The analysis step computes and plots:

• Omega RMS error versus reference (omega_vs_reference.png), including a power-law fit and convergence slope, and

• Omega RMS difference versus Python initialization (omega_vs_python.png).

The corresponding tabulated data are written to omega_vs_reference.nc and omega_vs_python.nc.

For the Omega-versus-reference comparison, the analytic reference \(a(\tilde z)\) is layer-averaged over the model’s actual pseudo-height layer bounds (from init.nc) using 4-point Gauss–Legendre quadrature. The deepest valid layer is excluded from the RMS error calculation because that layer abuts the bathymetry, where partial bottom cells make the model layer’s geometric extent differ from the smooth reference geometry.

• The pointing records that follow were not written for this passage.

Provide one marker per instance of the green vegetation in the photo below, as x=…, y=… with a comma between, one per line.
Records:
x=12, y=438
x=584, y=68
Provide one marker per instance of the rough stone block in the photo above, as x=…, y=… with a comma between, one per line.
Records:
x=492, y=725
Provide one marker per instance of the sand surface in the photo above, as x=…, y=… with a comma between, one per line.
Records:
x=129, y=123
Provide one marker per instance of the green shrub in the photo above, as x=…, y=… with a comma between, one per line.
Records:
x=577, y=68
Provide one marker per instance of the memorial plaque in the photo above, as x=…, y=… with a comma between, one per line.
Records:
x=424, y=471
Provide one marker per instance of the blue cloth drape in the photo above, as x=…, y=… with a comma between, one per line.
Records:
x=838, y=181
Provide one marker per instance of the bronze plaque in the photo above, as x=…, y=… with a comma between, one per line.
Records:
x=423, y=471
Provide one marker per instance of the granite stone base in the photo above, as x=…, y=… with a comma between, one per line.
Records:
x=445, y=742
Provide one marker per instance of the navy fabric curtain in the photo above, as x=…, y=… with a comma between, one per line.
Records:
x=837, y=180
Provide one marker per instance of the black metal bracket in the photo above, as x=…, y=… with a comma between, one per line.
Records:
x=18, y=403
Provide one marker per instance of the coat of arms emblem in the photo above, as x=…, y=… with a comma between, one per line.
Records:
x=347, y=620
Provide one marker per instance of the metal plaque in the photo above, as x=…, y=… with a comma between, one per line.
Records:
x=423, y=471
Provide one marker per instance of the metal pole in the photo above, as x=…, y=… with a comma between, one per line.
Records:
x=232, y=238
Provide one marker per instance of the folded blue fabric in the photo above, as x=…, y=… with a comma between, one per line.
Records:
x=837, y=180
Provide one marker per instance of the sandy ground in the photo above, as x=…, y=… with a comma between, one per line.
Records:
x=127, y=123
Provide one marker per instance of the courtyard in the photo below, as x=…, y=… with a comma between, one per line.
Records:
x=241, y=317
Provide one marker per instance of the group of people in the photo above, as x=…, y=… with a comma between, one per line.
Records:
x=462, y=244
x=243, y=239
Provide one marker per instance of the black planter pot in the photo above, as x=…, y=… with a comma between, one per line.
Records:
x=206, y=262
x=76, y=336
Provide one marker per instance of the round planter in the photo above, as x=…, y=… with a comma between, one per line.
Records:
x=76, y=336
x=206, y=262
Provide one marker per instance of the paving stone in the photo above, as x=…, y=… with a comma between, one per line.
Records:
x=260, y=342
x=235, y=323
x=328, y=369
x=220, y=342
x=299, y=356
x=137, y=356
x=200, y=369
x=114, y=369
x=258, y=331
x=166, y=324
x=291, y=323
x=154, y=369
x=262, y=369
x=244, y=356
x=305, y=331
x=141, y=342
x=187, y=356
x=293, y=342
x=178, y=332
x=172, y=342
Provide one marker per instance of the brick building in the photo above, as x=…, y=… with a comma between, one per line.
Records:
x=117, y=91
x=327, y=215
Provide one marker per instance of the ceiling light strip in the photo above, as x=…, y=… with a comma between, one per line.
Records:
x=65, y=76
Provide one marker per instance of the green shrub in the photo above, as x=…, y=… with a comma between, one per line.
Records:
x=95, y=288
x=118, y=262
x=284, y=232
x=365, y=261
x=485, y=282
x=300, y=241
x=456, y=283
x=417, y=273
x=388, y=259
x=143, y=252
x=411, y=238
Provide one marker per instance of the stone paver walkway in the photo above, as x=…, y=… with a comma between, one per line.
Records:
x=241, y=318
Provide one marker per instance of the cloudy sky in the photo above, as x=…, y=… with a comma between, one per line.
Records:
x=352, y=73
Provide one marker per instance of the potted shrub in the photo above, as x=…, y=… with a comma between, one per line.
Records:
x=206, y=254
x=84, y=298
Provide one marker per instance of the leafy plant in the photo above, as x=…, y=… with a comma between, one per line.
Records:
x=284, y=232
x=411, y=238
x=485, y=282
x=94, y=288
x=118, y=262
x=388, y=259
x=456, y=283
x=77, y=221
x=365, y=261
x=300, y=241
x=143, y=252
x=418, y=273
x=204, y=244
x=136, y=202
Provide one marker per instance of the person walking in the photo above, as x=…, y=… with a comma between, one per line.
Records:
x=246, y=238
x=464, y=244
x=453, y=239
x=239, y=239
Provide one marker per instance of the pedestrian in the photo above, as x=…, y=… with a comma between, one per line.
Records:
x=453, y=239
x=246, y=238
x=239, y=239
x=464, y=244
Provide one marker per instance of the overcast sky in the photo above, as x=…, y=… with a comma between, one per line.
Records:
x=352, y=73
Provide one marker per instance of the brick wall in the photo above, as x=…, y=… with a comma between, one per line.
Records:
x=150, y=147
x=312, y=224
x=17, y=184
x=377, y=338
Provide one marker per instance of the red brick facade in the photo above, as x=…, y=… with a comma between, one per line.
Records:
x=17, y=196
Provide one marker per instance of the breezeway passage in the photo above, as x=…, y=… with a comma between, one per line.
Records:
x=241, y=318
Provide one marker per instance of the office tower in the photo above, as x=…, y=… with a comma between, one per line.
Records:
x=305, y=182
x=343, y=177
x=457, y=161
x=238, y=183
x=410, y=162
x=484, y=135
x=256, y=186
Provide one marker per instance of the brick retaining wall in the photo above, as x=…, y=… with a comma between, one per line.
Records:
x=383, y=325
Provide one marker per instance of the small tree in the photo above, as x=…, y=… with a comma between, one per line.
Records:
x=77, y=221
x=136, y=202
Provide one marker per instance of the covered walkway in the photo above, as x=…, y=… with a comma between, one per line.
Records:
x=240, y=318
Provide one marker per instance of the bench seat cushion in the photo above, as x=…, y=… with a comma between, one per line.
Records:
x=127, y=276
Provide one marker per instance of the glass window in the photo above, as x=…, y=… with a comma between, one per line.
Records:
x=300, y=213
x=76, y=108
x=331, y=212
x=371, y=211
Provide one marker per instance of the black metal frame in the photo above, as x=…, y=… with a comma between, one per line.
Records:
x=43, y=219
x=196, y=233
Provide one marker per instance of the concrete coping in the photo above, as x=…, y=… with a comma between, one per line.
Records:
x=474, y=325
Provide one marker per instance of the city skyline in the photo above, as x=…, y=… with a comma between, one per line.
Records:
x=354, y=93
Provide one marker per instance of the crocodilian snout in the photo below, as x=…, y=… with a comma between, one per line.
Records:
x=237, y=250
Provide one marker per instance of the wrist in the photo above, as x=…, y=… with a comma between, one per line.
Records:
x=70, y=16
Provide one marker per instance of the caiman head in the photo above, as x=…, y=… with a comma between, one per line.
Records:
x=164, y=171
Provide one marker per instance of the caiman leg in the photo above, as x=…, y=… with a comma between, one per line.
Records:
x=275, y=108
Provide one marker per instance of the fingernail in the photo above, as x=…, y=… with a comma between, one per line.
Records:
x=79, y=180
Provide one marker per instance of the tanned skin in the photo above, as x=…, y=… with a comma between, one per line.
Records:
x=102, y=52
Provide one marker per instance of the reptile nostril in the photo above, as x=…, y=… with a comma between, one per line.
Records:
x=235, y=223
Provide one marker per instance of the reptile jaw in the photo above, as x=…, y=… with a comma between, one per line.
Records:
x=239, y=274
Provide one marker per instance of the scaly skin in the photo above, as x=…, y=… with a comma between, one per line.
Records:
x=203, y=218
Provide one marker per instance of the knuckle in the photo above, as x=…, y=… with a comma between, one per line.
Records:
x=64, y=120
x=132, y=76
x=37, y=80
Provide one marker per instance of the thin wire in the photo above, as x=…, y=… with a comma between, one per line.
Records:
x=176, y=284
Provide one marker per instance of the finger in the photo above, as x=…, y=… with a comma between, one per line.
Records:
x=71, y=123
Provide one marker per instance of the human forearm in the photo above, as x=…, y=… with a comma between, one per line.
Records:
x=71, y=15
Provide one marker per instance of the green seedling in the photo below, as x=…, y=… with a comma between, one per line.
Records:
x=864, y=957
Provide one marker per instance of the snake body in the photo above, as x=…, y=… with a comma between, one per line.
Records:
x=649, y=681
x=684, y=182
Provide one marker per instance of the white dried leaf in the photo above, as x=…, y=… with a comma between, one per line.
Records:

For the Omega-versus-Python comparison, the analysis uses the HPGA written by the init step in init.nc, so this second metric should be read as an implementation-consistency check rather than as an accuracy measure against the high-fidelity reference.

Implementation details for the ReferenceColumn evaluator and the init and analysis steps are described in horiz_press_grad.